Cuando me atacaron las fiebres gripales se me ocurrieron unas cosas rarísimas y ciertamente indecibles. Recuerdo que tomé notas delirantes en papelillas que nunca más encontré y que mi deseo (febril deseo) era escribir compulsivamente a ciegas; es decir, con los ojos cerrados y la mente vagando a la deriva. Entre los jirones de memoria que me llegan de esos días, cuento con una seria proposición que hice a la Real Academia de la Lengua : un diccionario elástico. Con los ojos cerrados se me abrían vistas apasionantes e imágenes verdaderamente fantásticas de cuyos perfiles puedo intentar dar pinceladas con el convencimiento de que jamás lograré transmitir la plenitud de los acontecimientos.

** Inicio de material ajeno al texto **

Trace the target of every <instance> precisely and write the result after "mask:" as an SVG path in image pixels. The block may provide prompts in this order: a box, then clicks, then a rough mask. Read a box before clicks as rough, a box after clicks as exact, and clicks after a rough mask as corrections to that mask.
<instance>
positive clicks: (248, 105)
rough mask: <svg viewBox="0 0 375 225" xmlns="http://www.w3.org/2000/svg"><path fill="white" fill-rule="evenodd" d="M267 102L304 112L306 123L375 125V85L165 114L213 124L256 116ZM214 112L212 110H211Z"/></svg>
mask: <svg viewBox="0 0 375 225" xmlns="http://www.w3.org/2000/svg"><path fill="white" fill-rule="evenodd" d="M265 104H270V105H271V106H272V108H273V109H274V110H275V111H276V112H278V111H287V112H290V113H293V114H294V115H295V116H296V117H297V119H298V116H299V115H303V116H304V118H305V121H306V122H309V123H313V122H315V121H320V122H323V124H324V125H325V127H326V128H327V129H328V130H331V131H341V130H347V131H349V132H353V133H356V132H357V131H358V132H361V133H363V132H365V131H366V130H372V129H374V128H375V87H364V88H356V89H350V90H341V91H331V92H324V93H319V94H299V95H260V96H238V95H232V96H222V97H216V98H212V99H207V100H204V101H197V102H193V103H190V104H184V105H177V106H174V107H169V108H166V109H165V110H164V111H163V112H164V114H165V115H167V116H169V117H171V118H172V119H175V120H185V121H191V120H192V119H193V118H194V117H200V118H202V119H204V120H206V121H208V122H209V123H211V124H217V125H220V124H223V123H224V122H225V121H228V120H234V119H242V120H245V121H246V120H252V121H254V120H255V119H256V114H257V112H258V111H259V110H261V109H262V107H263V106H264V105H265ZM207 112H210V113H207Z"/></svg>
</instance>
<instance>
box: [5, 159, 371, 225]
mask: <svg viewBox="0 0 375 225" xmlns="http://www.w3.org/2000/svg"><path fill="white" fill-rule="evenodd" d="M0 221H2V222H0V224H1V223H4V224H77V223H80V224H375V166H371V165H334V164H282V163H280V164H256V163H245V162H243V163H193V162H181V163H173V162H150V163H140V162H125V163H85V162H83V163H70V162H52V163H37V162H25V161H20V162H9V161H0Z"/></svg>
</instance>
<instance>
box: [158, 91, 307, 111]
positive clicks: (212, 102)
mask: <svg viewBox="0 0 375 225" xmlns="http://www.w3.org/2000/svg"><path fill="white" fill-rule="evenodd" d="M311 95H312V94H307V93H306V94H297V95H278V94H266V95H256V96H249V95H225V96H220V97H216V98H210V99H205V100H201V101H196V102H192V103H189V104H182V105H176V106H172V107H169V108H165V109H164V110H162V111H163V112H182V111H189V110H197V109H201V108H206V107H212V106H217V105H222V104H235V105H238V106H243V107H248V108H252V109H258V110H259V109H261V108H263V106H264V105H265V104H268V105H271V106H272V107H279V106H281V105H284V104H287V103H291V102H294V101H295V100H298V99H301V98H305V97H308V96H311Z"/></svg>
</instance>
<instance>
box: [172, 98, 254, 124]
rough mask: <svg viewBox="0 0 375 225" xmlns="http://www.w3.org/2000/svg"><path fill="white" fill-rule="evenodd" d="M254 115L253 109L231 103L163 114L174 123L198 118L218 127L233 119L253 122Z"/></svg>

Un desfile de neuronas tomaba asiento en un aulario, digo yo que cerebral, frente a una pizarra enorme. Como había decidido prescindir de toda disciplina, deberían imaginar, mientras leen, un batiburrillo caótico de neuronas de todas las edades y condición. En todo delirio siempre hay un Napoleón falso, no obstante, allí se sentaba el auténtico, lo pude tocar. Arreciaba, en el interior de la bóveda craneal, que diría Juan José Millás, una furiosa tormenta de impulsos eléctricos a modo de guerra de tizas, que no está mal tratándose de una gripe común.
Una inmensa masa neuronal amorfa tomó una posición magistral bajo el encerado verde y lejano. De repente se convirtió en boca de la que salió una afilada lengua, que era claramente un florete afiladísimo y agilísimo con el que comenzó a escribir la palabra “necesidad”. Conforme el trazo avanzaba las letras iban adquiriendo vida sin eludir la palabra que las contenía. Quiero decir que se agrandaban y se encogían sin perder el orden y la conexión con la palabra al completo. El renglón con su única palabra comenzó a serpentear, cambiando al mismo tiempo de tamaño. La culebra mudó su piel monocolor por otra vistosísima, repleta de salpicaduras luminiscentes y bellísimas composiciones frenéticas, parecía un cuadro de Pollock.
Todo así, con los ojos cerrados de par en par, se oyó proveniente del entarimado la palabra “tiempo”. Entonces, el reptil “necesidad” comenzó a engordar y a brillar, a ocupar cada vez más espacio y a moverse con cierta elegancia rítmica en una danza seductora. Cuando alcanzó una extensión universal, es decir; todo el escenario visible y audible, con una anchura inabarcable, alguien intuyó la fertilidad natural de los conceptos que atrapan la codicia seminal al vuelo. ¡Se acabó ese “tiempo”! –gritó la masa neuronal amorfa- Y con el florete pinchó la monumental “necesidad”, haciendo estallar en un innumerable rosario de palabras iguales a la boa, y dando lugar a un salpicón de pequeñas serpientes, delgaditas y escurridizas que enlazaban las letras del término “capricho”.
Creo que debí abrir los ojos un poco porque en ese preciso instante del estallido comprendí lo del diccionario elástico; pero la fiebre no había disminuido aún, según me dijeron, porque me lamentaba continuamente de haber perdido en Waterloo, qué cosas.